Peter Larsen, Frank Collart and Yang Dai
PLoS ONE (2015) 10 (9), e0132837. DOI: 10.1371/journal.pone.0132837. PMID: 26332409.
Link to PubMed.

The ability to obtain complete genome sequences from bacteria in environmental samples, such as soil samples from the rhizosphere, has highlighted the microbial diversity and complexity of environmental communities. However, new algorithms to analyze genome sequence information in the context of community structure are needed to enhance our understanding of the specific ecological roles of these organisms in soil environments. We present a machine learning approach using sequenced Pseudomonad genomes coupled with outputs of metabolic and transportomic computational models for identifying the most predictive molecular mechanisms indicative of a Pseudomonad’s ecological role in the rhizosphere: a biofilm, biocontrol agent, promoter of plant growth, or plant pathogen. Computational predictions of ecological niche were highly accurate overall with models trained on transportomic model output being the most accurate (Leave One Out Validation F-scores between 0.82 and 0.89). The strongest predictive molecular mechanism features for rhizosphere ecological niche overlap with many previously reported analyses of Pseudomonad interactions in the rhizosphere, suggesting that this approach successfully informs a system-scale level understanding of how Pseudomonads sense and interact with their environments. The observation that an organism’s transportome is highly predictive of its ecological niche is a novel discovery and may have implications in our understanding microbial ecology. The framework developed here can be generalized to the analysis of any bacteria across a wide range of environments and ecological niches making this approach a powerful tool for providing insights into functional predictions from bacterial genomic data.

Using metabolomic and transportomic modeling and machine learning to identify putative novel therapeutic targets for antibiotic resistant Pseudomonad infections

Peter Larsen, Frank Collart and Yang Dai
Proc. of the Annual International Conference of the IEEE (2014) pp.314-317. doi: 10.1109/EMBC.2014.6943592. PMID: 25569960.
Link to IEEE Explore.

Hospital acquired infections sicken or kill tens of thousands of patients every year. These infections are difficult to treat due to a growing prevalence of resistance to many antibiotics. Among these hospital acquired infections, bacteria of the genus Pseudomonas are among the most common opportunistic pathogens. Computational methods for predicting potential novel antimicrobial therapies for hospital acquired Pseudomonad infections, as well as other hospital acquired infectious pathogens, are desperately needed. Using data generated from sequenced Pseudomonad genomes and metabolomic and transportomic computational approaches developed in our laboratory, we present a support vector machine learning method for identifying the most predictive molecular mechanisms that distinguish pathogenic from non-pathogenic Pseudomonads.
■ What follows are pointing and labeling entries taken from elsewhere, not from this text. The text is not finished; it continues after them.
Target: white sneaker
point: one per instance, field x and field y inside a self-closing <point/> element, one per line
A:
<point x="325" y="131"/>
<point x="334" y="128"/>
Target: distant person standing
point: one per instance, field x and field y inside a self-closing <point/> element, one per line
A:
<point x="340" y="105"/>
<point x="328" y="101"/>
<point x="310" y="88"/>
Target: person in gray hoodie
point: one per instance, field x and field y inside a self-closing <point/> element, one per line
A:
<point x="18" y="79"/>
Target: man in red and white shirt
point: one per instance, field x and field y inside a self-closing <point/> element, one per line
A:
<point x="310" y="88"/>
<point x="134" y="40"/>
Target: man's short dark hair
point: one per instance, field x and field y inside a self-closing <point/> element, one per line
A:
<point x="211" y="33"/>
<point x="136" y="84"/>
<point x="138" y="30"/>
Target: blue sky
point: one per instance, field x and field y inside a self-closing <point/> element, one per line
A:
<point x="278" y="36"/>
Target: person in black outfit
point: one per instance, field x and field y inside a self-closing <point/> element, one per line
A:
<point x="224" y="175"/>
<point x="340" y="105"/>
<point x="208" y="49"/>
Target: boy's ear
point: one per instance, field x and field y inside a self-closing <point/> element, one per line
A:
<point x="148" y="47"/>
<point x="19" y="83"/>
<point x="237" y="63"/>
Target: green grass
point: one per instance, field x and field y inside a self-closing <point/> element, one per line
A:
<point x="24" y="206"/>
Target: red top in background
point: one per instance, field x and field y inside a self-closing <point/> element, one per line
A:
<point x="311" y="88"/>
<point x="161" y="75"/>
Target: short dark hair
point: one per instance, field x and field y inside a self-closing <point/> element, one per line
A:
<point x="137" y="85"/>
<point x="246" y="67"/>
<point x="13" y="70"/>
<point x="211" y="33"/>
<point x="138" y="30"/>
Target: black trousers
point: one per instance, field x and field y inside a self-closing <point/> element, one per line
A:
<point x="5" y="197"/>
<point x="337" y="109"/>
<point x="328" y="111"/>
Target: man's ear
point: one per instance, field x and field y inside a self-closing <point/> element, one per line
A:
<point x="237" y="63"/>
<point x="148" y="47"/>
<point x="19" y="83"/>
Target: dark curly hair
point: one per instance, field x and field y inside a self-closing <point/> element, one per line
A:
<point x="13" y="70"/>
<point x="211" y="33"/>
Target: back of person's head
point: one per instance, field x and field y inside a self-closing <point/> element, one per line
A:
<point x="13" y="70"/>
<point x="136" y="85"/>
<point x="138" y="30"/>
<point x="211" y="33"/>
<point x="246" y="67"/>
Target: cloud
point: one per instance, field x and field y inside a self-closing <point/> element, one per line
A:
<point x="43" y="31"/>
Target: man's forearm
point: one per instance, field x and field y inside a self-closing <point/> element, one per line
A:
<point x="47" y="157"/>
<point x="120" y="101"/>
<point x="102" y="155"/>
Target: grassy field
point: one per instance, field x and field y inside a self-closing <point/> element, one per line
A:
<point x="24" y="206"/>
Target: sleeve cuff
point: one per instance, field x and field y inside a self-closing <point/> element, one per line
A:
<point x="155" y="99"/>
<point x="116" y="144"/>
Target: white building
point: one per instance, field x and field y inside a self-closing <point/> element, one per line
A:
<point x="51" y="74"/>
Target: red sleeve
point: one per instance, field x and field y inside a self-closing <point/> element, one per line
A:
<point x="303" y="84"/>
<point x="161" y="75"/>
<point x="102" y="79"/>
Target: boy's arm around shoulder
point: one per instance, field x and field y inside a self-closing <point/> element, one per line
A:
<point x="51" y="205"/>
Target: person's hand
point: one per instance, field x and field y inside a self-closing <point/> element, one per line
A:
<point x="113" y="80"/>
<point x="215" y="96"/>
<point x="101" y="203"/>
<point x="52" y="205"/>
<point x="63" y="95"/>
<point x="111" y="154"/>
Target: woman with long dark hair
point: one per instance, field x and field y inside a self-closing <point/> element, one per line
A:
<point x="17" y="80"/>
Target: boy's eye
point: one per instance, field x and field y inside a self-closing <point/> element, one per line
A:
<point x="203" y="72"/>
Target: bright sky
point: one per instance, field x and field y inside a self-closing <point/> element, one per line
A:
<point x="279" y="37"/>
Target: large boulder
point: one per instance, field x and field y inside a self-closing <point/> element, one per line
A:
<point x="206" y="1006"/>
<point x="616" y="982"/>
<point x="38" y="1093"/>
Predictions were highly accurate, yielding F-scores between 0.84 and 0.98 in leave one out cross validations. These mechanisms are high-value targets for the development of new antimicrobial therapies.
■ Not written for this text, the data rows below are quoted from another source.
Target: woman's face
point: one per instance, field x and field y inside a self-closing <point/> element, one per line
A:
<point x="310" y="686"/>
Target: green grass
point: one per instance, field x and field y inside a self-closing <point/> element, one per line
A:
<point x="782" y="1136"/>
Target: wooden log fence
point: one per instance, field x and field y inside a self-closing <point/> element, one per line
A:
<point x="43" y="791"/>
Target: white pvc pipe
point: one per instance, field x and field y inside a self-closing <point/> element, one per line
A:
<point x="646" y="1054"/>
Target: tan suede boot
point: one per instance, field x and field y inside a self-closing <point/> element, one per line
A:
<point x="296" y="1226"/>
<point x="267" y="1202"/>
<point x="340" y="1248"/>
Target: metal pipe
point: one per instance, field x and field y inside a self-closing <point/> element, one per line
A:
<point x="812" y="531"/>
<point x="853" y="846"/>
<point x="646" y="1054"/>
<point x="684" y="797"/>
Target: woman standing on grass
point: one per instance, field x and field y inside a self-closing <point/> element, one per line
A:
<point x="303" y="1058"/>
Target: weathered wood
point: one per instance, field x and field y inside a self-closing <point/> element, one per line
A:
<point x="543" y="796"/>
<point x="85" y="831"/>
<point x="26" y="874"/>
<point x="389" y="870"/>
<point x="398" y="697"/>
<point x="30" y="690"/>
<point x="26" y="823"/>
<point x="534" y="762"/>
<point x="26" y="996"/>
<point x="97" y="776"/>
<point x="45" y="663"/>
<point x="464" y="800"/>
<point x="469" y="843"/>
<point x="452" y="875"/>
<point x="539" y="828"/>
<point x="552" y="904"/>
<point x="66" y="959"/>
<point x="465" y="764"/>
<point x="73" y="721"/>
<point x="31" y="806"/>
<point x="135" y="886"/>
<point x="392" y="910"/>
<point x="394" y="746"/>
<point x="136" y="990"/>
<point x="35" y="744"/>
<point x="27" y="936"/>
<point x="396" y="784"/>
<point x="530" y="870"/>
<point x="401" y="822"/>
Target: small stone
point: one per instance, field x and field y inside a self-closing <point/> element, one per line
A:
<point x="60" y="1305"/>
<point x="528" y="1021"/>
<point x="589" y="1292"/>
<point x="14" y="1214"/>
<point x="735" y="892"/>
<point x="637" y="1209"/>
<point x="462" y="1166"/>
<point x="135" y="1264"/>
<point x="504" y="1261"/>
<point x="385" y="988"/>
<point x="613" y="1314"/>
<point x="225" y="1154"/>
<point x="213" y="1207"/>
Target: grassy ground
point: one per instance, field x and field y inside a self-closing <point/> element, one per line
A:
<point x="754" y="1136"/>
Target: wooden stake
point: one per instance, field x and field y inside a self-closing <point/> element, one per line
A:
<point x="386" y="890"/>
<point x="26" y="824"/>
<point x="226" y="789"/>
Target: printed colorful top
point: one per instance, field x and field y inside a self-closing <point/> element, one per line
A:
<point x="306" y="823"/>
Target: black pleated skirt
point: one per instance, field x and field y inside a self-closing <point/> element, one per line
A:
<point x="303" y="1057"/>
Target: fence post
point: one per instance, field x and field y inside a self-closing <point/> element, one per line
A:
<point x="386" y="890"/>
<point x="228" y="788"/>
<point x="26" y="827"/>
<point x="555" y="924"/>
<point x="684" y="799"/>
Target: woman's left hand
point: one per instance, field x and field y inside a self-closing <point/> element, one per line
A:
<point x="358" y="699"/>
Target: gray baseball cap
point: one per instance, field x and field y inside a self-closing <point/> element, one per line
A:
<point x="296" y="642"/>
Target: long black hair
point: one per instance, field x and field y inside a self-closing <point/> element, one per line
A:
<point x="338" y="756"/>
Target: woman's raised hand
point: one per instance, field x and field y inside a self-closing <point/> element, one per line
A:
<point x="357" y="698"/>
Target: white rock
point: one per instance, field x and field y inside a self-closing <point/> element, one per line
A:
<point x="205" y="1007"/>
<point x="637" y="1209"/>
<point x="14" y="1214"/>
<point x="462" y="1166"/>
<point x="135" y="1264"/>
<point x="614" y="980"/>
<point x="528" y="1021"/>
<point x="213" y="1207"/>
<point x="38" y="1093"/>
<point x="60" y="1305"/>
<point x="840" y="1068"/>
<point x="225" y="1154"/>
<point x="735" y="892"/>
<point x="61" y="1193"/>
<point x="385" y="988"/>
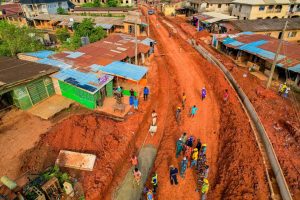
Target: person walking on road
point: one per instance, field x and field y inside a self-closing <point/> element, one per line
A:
<point x="150" y="195"/>
<point x="203" y="93"/>
<point x="154" y="182"/>
<point x="183" y="100"/>
<point x="135" y="103"/>
<point x="134" y="161"/>
<point x="173" y="175"/>
<point x="193" y="111"/>
<point x="183" y="166"/>
<point x="188" y="152"/>
<point x="179" y="146"/>
<point x="226" y="95"/>
<point x="204" y="189"/>
<point x="178" y="114"/>
<point x="131" y="92"/>
<point x="146" y="93"/>
<point x="137" y="175"/>
<point x="184" y="138"/>
<point x="154" y="117"/>
<point x="194" y="157"/>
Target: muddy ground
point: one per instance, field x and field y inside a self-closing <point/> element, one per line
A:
<point x="237" y="169"/>
<point x="280" y="116"/>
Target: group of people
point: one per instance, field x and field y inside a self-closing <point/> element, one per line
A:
<point x="133" y="100"/>
<point x="283" y="90"/>
<point x="195" y="154"/>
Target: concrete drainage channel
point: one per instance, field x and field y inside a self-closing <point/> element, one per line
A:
<point x="263" y="137"/>
<point x="129" y="190"/>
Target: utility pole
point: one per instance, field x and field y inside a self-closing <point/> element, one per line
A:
<point x="135" y="37"/>
<point x="276" y="56"/>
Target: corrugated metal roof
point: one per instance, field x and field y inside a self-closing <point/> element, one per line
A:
<point x="125" y="70"/>
<point x="296" y="68"/>
<point x="265" y="47"/>
<point x="89" y="82"/>
<point x="40" y="54"/>
<point x="105" y="26"/>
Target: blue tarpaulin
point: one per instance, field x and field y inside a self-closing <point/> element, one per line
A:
<point x="105" y="26"/>
<point x="40" y="54"/>
<point x="76" y="54"/>
<point x="147" y="41"/>
<point x="88" y="81"/>
<point x="125" y="70"/>
<point x="54" y="63"/>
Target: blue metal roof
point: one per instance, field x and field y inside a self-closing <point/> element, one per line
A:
<point x="147" y="41"/>
<point x="296" y="68"/>
<point x="40" y="54"/>
<point x="105" y="26"/>
<point x="88" y="81"/>
<point x="125" y="70"/>
<point x="55" y="63"/>
<point x="76" y="54"/>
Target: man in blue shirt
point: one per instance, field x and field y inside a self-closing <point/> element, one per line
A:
<point x="146" y="93"/>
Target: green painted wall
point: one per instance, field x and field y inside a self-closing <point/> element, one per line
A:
<point x="86" y="99"/>
<point x="25" y="96"/>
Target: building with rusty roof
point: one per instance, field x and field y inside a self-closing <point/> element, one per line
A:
<point x="258" y="51"/>
<point x="271" y="27"/>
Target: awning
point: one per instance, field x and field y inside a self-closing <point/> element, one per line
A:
<point x="105" y="26"/>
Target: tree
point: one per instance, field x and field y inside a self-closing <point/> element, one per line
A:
<point x="85" y="29"/>
<point x="14" y="39"/>
<point x="96" y="3"/>
<point x="112" y="3"/>
<point x="61" y="11"/>
<point x="62" y="34"/>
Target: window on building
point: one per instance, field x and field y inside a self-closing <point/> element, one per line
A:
<point x="240" y="9"/>
<point x="261" y="8"/>
<point x="268" y="34"/>
<point x="292" y="34"/>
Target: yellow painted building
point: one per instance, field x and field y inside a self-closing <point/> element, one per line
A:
<point x="259" y="9"/>
<point x="170" y="9"/>
<point x="270" y="27"/>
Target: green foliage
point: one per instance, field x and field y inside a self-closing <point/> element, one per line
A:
<point x="96" y="3"/>
<point x="61" y="11"/>
<point x="62" y="34"/>
<point x="112" y="3"/>
<point x="14" y="39"/>
<point x="85" y="28"/>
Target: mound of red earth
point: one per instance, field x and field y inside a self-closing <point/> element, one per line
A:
<point x="278" y="115"/>
<point x="240" y="170"/>
<point x="108" y="140"/>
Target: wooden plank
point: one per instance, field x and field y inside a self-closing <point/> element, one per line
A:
<point x="75" y="160"/>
Prediction Bacterial Community Assemblages using an Artificial Neural Network Approach

Peter Larsen, Yang Dai and Frank Collart
in Methods Mol Biol., Springer, (2015) 1260:33-43. doi: 10.1007/978-1-4939-2239-0_3. PMID: 25502374.
Link to PubMed.

Microbial communities are found in nearly all environments and play a critical role in defining ecosystem service. Understanding the relationship between these microbial communities and their environment is essential for prediction of community structure, robustness, and response to ecosystem changes. Microbial Assemblage Prediction (MAP) describes microbial community structure as an artificial neural network (ANN) that models the microbial community as functions of environmental parameters and community intra-microbial interactions. MAP models can be used to predict community assemblages over a wide range of possible environmental parameters, extrapolate the results of point observations across spatial scales, and make predictions about how microbial communities may fluctuate as the result of changes in their environment.